Fast Deep Feature Synthesis for tabular data
Project description
FastDFS - Deep Feature Synthesis for Tabular Data
FastDFS is a Python library for automated feature engineering using Deep Feature Synthesis (DFS). It augments target dataframes with rich features derived from relational database structures, making it easy to create powerful features for machine learning without manual feature engineering.
Core Concept
FastDFS treats feature engineering as a table augmentation process: given any target dataframe and a relational database (RDB) containing related tables, it automatically generates new features by aggregating information across relationships.
# Your target dataframe (what you want to predict on)
target_df = pd.DataFrame({
"user_id": [1, 2, 3],
"item_id": [100, 200, 300],
"interaction_time": ["2024-01-01", "2024-01-02", "2024-01-03"]
})
# Your relational database (context for feature generation)
rdb = fastdfs.load_rdb("ecommerce_data/") # Contains user, item, interaction tables
# Generate features automatically
enriched_df = fastdfs.compute_dfs_features(
rdb=rdb,
target_dataframe=target_df,
key_mappings={"user_id": "user.user_id", "item_id": "item.item_id"},
cutoff_time_column="interaction_time"
)
# Result: Original columns + 50+ new features like user_avg_rating, item_count_purchases, etc.
Installation
pip install fastdfs
Or for development:
git clone https://github.com/dglai/fastdfs.git
cd fastdfs
pip install -e .
Quick Start
1. Prepare Your Data
FastDFS provides multiple ways to prepare your relational data.
Option A: Create from DataFrames (Recommended)
You can create an RDB directly from pandas DataFrames. FastDFS will automatically infer the schema.
import fastdfs
import pandas as pd
# 1. Define your tables
users_df = pd.DataFrame(...)
items_df = pd.DataFrame(...)
interactions_df = pd.DataFrame(...)
# 2. Create RDB with relationships
rdb = fastdfs.create_rdb(
name="ecommerce",
tables={
"user": users_df,
"item": items_df,
"interaction": interactions_df
},
primary_keys={
"user": "user_id",
"item": "item_id"
},
foreign_keys=[
("interaction", "user_id", "user", "user_id"),
("interaction", "item_id", "item", "item_id")
],
time_columns={
"interaction": "timestamp"
}
)
# 3. Save for later use
rdb.save("ecommerce_rdb/")
# 4. Load it back
rdb = fastdfs.load_rdb("ecommerce_rdb/")
Option B: Adapt Existing Datasets
FastDFS includes adapters for popular relational dataset benchmarks.
RelBench
from fastdfs.adapter.relbench import RelBenchAdapter
# Load and convert RelBench dataset
adapter = RelBenchAdapter("rel-stack")
rdb = adapter.load()
rdb.save("rel-stack-rdb/")
DBInfer
from fastdfs.adapter.dbinfer import DBInferAdapter
# Load and convert DBInfer dataset
adapter = DBInferAdapter("diginetica")
rdb = adapter.load()
rdb.save("diginetica-rdb/")
Option C: Load from Relational Database
FastDFS supports loading data directly from SQL databases (SQLite, MySQL, PostgreSQL, DuckDB).

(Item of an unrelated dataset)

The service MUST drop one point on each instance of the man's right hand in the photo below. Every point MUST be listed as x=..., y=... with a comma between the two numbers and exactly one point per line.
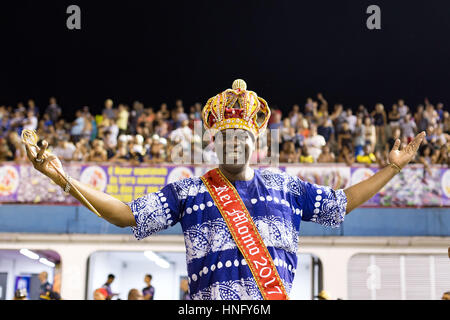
x=43, y=162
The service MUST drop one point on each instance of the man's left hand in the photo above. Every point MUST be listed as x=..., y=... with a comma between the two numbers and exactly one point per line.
x=402, y=157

from fastdfs.adapter.sqlite import SQLiteAdapter
# from fastdfs.adapter.mysql import MySQLAdapter
# from fastdfs.adapter.postgres import PostgreSQLAdapter
# Connect to database
adapter = SQLiteAdapter(
"ecommerce.db",
time_columns={"orders": "created_at"}, # (Optional) specify which column is the time column for which table
type_hints={"users": {"age": "float"}} # (Optional) specify the desired column data type
)
# Or for MySQL/PostgreSQL:
# adapter = MySQLAdapter("mysql+pymysql://user:pass@host/db")
rdb = adapter.load()
2. Generate Features
import fastdfs
import pandas as pd
# Prepare your rdb from the methods above
rdb = ...
# Create or load your target dataframe
target_df = pd.DataFrame({
"user_id": [1, 2, 3],
"item_id": [10, 20, 30],
"prediction_time": ["2024-01-01", "2024-01-02", "2024-01-03"]
})
# Generate features
features = fastdfs.compute_dfs_features(
rdb=rdb,
target_dataframe=target_df,
key_mappings={
"user_id": "user.user_id",
"item_id": "item.item_id"
},
cutoff_time_column="prediction_time",
config_overrides={"max_depth": 2}
)
print(f"Original columns: {len(target_df.columns)}")

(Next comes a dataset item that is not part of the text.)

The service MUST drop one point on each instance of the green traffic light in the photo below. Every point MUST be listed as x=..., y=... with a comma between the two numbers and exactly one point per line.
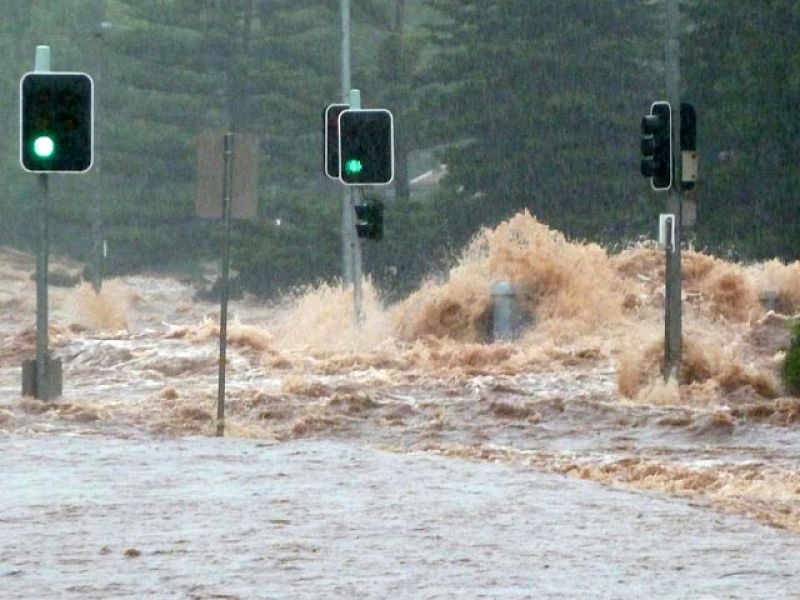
x=353, y=166
x=43, y=146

print(f"With features: {len(features.columns)}")
3. Advanced Usage with Transforms
# Apply preprocessing transforms before feature generation
from fastdfs.transform import RDBTransformWrapper, RDBTransformPipeline, HandleDummyTable, FeaturizeDatetime
pipeline = fastdfs.DFSPipeline(
transform_pipeline=RDBTransformPipeline([
HandleDummyTable(),
RDBTransformWrapper(FeaturizeDatetime(features=["year", "month", "hour"]))
]),
dfs_config=fastdfs.DFSConfig(max_depth=3, engine="dfs2sql")
)
features = pipeline.run(
rdb=rdb,
target_dataframe=target_df,
key_mappings=key_mappings,
cutoff_time_column="prediction_time"
)
Key Features
- Table-Centric Design: Augment any dataframe, not just predefined datasets
- Multiple DFS Engines: Choose between Featuretools (pandas) or DFS2SQL (high-performance)
- Temporal Consistency: Built-in cutoff time support prevents data leakage
- Flexible Key Mapping: Connect target data to RDB with simple column mappings
- Transform Pipeline: Composable preprocessing transforms for data cleaning
- Type Safety: Full type hints and runtime validation
- Minimal Dependencies: Focused, lightweight package
Engine Comparison
| Feature | Featuretools | DFS2SQL |
|---|---|---|
| Performance | Good for small data | Excellent for large data |
| Memory Usage | High (pandas) | Low (SQL-based) |
| Primitives | Rich set | Core primitives |
| Backend | Pandas | DuckDB |
Documentation
- User Guide: Complete tutorial with concepts and examples
- API Reference: Detailed API documentation
- Examples: Runnable code examples
Why FastDFS?
Before FastDFS (manual feature engineering):
# Manual aggregations for each feature
user_avg_rating = interactions.groupby('user_id')['rating'].mean()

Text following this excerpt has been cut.